Drug trafficking co-conspirators receive federal prison sentences
Louisiana – Acting United States Attorney Alexander C. Van Hook announced that two co-conspirators, Roderick Lamont Stills, a.k.a. “Scooter,” 45, of Shreveport, Louisiana, and Myron Keith Carter, a.k.a. “Cali Red,” 38, of Ontario, California, have been sentenced by Chief United States District Judge S. Maurice Hicks, Jr., for their involvement in a drug trafficking conspiracy. Stills was sentenced to 168 months (14 years) in prison for conspiracy to possess with intent to distribute methamphetamine and Carter was sentenced to 78 months (6 years, 2 months) in prison for possession with intent to distribute methamphetamine.
The allegations in this case come from a DEA investigation into methamphetamine shipments from Southern California that were being distributed to individuals in the Shreveport region. The arrival of parcels from California into the Western District of Louisiana was discovered by DEA and USPS agents on July 31, 2019. A postal carrier delivered one of the parcels to a location on Line Avenue in Shreveport the next day, according to agents. Agents saw Stills pick up the package and carry it to his automobile.

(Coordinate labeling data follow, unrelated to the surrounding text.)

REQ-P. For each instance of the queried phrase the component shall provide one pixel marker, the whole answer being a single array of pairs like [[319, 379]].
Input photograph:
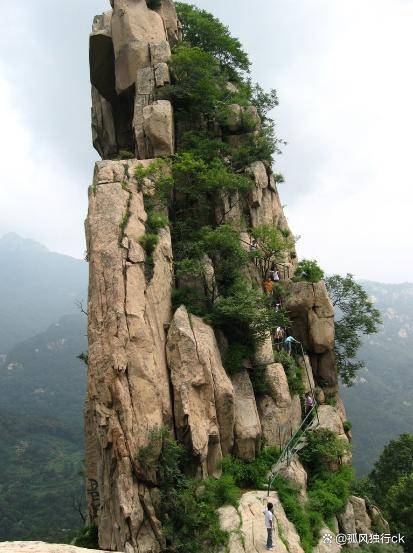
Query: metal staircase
[[299, 439]]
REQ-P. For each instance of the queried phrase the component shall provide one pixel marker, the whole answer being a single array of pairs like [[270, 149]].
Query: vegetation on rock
[[356, 317]]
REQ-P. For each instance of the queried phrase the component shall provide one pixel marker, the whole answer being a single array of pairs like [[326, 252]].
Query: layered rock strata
[[148, 366]]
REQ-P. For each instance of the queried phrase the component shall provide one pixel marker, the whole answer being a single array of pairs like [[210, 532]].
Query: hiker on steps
[[288, 343], [269, 518], [309, 403], [268, 286]]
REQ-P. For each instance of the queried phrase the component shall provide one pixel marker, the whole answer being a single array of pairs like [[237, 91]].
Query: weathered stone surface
[[203, 393], [168, 13], [327, 543], [312, 315], [296, 474], [361, 517], [134, 28], [158, 124], [280, 415], [247, 529], [103, 126], [247, 422], [40, 547], [347, 522], [102, 57], [128, 389], [377, 520], [330, 419]]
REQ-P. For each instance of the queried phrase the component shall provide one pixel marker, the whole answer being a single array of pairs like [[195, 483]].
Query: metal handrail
[[287, 448]]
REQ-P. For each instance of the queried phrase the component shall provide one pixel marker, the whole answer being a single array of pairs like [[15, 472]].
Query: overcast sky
[[343, 73]]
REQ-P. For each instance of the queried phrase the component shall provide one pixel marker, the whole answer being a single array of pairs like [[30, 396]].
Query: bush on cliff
[[308, 271], [203, 30], [187, 507]]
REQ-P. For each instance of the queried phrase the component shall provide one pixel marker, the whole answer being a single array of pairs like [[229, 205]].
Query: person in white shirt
[[268, 516]]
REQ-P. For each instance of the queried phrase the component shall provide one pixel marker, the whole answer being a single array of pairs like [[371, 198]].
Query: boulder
[[329, 418], [134, 27], [247, 530], [347, 522], [40, 547], [158, 124], [312, 316], [168, 13], [361, 517], [203, 393], [128, 381], [102, 57], [280, 415], [247, 422], [327, 543], [296, 474], [103, 126]]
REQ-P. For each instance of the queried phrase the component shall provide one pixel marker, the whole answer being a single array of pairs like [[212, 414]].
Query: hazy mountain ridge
[[37, 287], [380, 404]]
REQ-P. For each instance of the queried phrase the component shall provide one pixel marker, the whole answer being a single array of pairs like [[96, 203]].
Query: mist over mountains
[[43, 386], [37, 287]]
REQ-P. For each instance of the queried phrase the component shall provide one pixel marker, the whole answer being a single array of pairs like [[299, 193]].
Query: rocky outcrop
[[296, 474], [40, 547], [280, 414], [247, 422], [246, 528], [149, 367], [203, 394], [129, 48], [312, 315], [128, 384]]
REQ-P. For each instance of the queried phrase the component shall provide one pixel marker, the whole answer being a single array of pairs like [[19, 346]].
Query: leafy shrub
[[154, 4], [272, 246], [308, 527], [88, 537], [329, 492], [203, 30], [323, 450], [188, 508], [252, 474], [293, 372], [235, 356], [198, 84], [308, 271]]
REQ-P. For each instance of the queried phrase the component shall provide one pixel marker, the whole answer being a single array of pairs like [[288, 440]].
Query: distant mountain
[[380, 405], [37, 287], [43, 386]]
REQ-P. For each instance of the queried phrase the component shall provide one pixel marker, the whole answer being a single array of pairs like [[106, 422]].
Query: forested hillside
[[41, 434], [37, 287], [380, 404]]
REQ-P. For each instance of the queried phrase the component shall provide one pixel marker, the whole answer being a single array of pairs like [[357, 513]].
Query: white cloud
[[38, 197], [342, 70]]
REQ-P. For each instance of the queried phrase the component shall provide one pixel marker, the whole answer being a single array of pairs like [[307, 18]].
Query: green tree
[[308, 271], [205, 31], [395, 462], [198, 85], [272, 247], [399, 507], [356, 317]]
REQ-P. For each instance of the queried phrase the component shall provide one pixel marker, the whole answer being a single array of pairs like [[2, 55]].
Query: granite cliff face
[[150, 367]]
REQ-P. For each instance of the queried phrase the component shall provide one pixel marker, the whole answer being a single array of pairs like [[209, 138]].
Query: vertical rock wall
[[149, 367]]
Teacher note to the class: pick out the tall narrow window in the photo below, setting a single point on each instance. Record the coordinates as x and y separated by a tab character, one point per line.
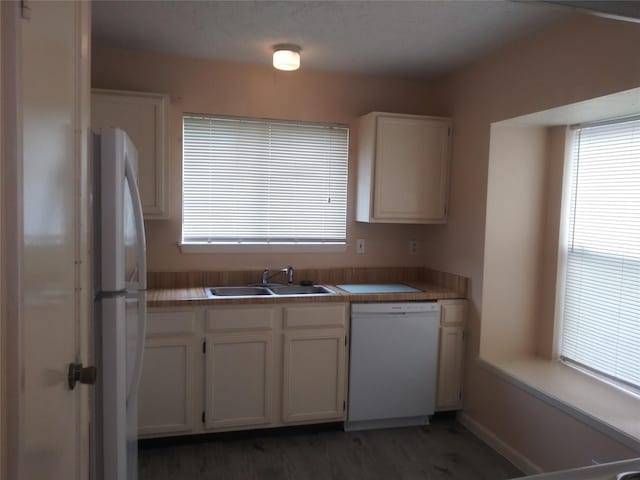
255	181
601	319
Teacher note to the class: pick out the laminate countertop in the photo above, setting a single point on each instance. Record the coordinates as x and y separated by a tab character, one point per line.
182	297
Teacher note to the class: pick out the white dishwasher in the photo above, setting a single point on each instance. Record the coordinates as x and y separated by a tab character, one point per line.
393	364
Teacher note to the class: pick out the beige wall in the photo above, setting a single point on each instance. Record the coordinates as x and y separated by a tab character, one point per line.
580	58
514	226
227	88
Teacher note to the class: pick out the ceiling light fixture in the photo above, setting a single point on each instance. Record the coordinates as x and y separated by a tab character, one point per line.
286	57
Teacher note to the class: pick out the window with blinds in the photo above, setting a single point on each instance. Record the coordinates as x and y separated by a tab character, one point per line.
255	181
601	317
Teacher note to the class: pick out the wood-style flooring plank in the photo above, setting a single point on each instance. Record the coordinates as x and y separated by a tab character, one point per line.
443	450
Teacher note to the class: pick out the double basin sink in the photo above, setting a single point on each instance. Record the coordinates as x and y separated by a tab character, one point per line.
275	290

Agents seized Stills and discovered heat-sealed parcels containing approximately 1,647 gross grams of methamphetamine when they recovered the item from his vehicle. Stills acknowledged that the parcel was his and that he had delivered at least two dozen methamphetamine packages to the Shreveport region. He further stated that on occasion, he would have people pick up the shipments from him and that he would also transfer the drugs to others for resale.
Agents discovered during their investigation that Carter would send methamphetamine to a Shreveport location, then fly to Dallas, rent a car, and travel to Shreveport to pick up the box. He would then set up meetings with individuals in Shreveport to sell large quantities of methamphetamine to them. Carter set up such a meeting on September 18, 2019, and sold methamphetamine to an individual for $3,700. The methamphetamine, which weighed 375.4 grams, was later examined at the DEA crime lab and proved to be methamphetamine.
The case was investigated by DEA and the U.S. Postal Inspection Service and was prosecuted by Assistant U.S. Attorney J. Aaron Crawford.